A research team from Columbia Engineering and the Irving Institute for Cancer Dynamics achieved a significant finding in cancer immunotherapy.
New York [US], January 25 (ANI): A research team from Columbia
Engineering and the Irving Institute for Cancer Dynamics achieved a significant
finding in cancer immunotherapy.
The team discovered a unique population of
immune cells that is important to the successful treatment of relapsed acute
myeloid leukemia (AML). This investigation was done in partnership with the
Dana Farber Cancer Institute (DFCI).
AML, which affects four out of 100,000
patients in the U.S. every year, according to the National Cancer Institute, is
a type of cancer that first attacks the bone marrow before moving to infect the
blood. The current treatment plan includes targeted chemotherapy followed by a
stem cell transplant. Unfortunately, up to 40% of these patients relapse after
transplant and have a median survival of six months. At that stage, the only
hope for remission is through immunotherapy.
Led by Elham Azizi, associate professor
of biomedical engineering at Columbia Engineering, the research explores how
coordinated immune networks in leukemia bone marrow microenvironments influence
responses to cellular therapy, raising the question: why do some patients
benefit from immunotherapy while others do not? The current treatment for
relapsed AML, donor lymphocyte infusion (DLI)--a therapy involving donor immune
cells--has a 5-year survival rate of only 24 per cent, according to research
conducted by Pfizer.
This new study finds that a unique
population of T cells found in patients who are responding to DLI might be the
key. These cells fight leukemia by boosting the immune response. Additionally,
the study shows that patients with a healthier, more active and diverse immune
environment in the bone marrow are better able to support these cells and their
cancer-fighting abilities.
Utilizing the team's proprietary computational DIISCO approach,
the researchers discovered key interactions between the unique T cell
population and other immune cells may lead to patient remission. They also
traced these T cells back to the donor product. However, it was discovered that
the donor's immune cell composition has little to no effect on the patient's
success. In fact, the success of this treatment is determined by the patient's
immune environment. DIISCO is a machine learning method used to analyze how
cell interactions change over time with a focus on cancer and immune cells
profiled in clinical specimens.
The study's findings can lead to new
intervention options such as improving the immune environment before starting
the standard DLI treatment and exploring combinations of immunotherapies. This
will help patients who don't typically respond well to find a personalized
option that works for them.
"This research exemplifies the power
of combining computational and experimental methods through close collaboration
to answer complex biological questions and uncover unexpected insights,"

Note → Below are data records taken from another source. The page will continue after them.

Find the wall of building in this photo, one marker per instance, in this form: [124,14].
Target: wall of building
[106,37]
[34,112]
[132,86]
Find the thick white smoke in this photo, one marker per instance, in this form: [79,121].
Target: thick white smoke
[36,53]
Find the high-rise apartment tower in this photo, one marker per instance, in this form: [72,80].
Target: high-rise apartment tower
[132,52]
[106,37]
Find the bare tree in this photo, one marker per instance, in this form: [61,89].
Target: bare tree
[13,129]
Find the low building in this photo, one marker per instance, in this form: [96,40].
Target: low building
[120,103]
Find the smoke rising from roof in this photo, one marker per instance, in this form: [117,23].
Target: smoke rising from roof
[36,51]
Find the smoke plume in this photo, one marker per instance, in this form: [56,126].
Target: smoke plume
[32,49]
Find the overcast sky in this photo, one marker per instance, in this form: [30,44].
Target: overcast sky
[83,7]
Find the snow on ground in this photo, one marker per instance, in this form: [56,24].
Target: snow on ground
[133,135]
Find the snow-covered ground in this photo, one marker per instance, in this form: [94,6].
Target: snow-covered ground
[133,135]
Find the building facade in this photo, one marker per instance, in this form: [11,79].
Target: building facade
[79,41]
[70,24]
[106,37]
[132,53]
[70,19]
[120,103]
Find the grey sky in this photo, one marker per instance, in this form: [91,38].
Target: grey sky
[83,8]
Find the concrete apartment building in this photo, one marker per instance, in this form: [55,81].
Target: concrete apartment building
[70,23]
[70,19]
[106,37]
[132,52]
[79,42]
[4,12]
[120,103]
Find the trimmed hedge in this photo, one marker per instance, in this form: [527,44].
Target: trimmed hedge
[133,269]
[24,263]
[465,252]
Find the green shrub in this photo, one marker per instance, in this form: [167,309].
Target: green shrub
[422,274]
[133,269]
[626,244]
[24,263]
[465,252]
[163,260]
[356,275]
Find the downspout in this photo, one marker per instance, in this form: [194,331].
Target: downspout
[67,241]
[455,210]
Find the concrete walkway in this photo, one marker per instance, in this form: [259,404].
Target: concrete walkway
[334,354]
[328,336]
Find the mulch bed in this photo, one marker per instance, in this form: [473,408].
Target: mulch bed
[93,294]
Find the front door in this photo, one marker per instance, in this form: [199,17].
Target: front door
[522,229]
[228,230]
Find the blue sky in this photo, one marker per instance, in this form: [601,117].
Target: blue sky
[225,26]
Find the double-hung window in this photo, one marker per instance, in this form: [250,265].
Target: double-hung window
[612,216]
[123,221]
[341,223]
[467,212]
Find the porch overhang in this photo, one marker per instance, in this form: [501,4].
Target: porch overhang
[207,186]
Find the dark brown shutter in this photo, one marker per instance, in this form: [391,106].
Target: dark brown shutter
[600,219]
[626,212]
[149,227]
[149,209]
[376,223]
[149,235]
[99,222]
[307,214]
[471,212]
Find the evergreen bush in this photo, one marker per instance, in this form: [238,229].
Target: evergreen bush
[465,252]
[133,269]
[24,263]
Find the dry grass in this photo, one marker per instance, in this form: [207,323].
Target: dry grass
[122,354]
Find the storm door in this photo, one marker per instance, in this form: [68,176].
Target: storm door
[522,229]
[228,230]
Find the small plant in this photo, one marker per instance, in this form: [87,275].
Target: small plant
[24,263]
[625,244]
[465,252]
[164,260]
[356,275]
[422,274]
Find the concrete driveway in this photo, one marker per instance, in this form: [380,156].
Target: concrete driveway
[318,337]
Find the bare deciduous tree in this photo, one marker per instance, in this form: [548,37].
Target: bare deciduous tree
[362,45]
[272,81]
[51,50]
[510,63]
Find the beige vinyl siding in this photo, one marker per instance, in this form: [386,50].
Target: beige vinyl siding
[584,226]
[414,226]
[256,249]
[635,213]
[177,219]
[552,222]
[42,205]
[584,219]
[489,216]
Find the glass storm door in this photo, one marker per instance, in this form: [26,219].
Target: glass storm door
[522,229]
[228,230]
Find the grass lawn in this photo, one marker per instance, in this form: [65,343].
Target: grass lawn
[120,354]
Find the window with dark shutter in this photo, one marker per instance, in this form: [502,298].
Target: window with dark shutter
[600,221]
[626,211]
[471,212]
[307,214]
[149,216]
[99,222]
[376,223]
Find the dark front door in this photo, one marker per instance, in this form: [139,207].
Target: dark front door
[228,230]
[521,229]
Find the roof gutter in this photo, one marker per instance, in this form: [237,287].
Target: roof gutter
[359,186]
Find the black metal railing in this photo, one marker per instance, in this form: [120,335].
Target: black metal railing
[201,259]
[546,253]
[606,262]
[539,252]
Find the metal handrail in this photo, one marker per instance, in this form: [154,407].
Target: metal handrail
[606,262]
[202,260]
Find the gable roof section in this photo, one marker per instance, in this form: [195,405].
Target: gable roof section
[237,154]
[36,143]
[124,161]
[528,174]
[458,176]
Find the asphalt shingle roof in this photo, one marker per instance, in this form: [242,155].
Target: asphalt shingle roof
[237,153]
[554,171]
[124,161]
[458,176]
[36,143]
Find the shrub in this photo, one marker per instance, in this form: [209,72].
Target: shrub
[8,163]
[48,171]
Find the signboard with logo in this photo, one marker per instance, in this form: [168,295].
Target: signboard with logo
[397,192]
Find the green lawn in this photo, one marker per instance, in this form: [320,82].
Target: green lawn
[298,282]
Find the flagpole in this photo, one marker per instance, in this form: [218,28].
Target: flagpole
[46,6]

said Azizi, who is a member of the Irving Institute for Cancer Dynamics, the
Herbert Irving Comprehensive Cancer Center, and Columbia's Data Science
Institute. "Our findings not only shed light on mechanisms underlying
successful immunotherapy response in leukemia, but also provide a roadmap for
developing effective treatments guided by innovative machine learning
tools."
"Seeing our findings validated
through functional experiments is incredibly exciting and offers real hope for
improving cancer immunotherapy," said Cameron Park, a PhD student in the
Azizi lab, who co-led this study with Katie Maurer at the Catherine Wu Lab at
Dana Farber-Cancer Institute. Park was also a co-developer of the DIISCO
algorithm.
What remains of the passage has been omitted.